Gold Town (on topographic maps) or OarVille is a former settlement in Kern County, California. It was located 9.5 mi north of Rosamond, at an elevation of 2713 ft.

Today, Gold Town exists only as a grid of dirt roads and a few abandoned buildings and mines in the desert off the California State Route 14. Silver Queen Road is the main paved road that connects Gold Town to the California State Route 14.

Fleta, California is 0.62 miles northeast of Gold Town. Mojave, California is 1.44 miles to the north. Gold mines exist within 2 miles to the north and south of Gold Town. These mines include the Golden Queen Mine and Elephant Eagle mine on Soledad Mountain south of Gold Town , and Whitmore Mine and Exposed Treasure mine on Standard Hill north of Gold Town. KHXT-FM (Mojave) radio tower, at an elevation of 3,028 ft above sea level, is 1.56 miles southeast of Gold Town. The California Aqueduct Road is located about 5 miles to the west of Gold Town.

==Golden Queen Mine==
From the early 1900s to 1980s, the Golden Queen Mine was active on and off, using open pit, underground works, and heap leaching. About 100,000 ST of tailings were created over the years. Due to erosion since, some of these tailings reached the alluvial fan surface.
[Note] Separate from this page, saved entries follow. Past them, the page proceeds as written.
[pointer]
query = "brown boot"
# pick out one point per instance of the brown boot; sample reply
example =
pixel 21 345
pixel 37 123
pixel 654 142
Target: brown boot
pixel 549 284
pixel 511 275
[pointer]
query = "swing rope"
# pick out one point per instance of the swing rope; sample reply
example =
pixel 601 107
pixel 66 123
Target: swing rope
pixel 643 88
The tailings contain elevated levels of arsenic. "Significant potential human health risks to the community and regional environmental impacts may have resulted from release of arsenic-bearing tailings into the waters of the state and airborne sources." according to the Bureau of Land Management.

Construction to reopen the Golden Queen Mine began in 2014 as part of the Soledad Mountain Project. The mine resumed processing in mid 2016.

In 2016 the precious mineral producer Andean acquired a 100% interest in Golden Queen Mining LLC. Open pit mining, cyanide heap leaching, and Merrill-Crowe processes are used to recover gold and silver from crushed, agglomerated ore. The heap leach pad for the mine is located near Gold Town, according to Kern County Planning and Community Development Department.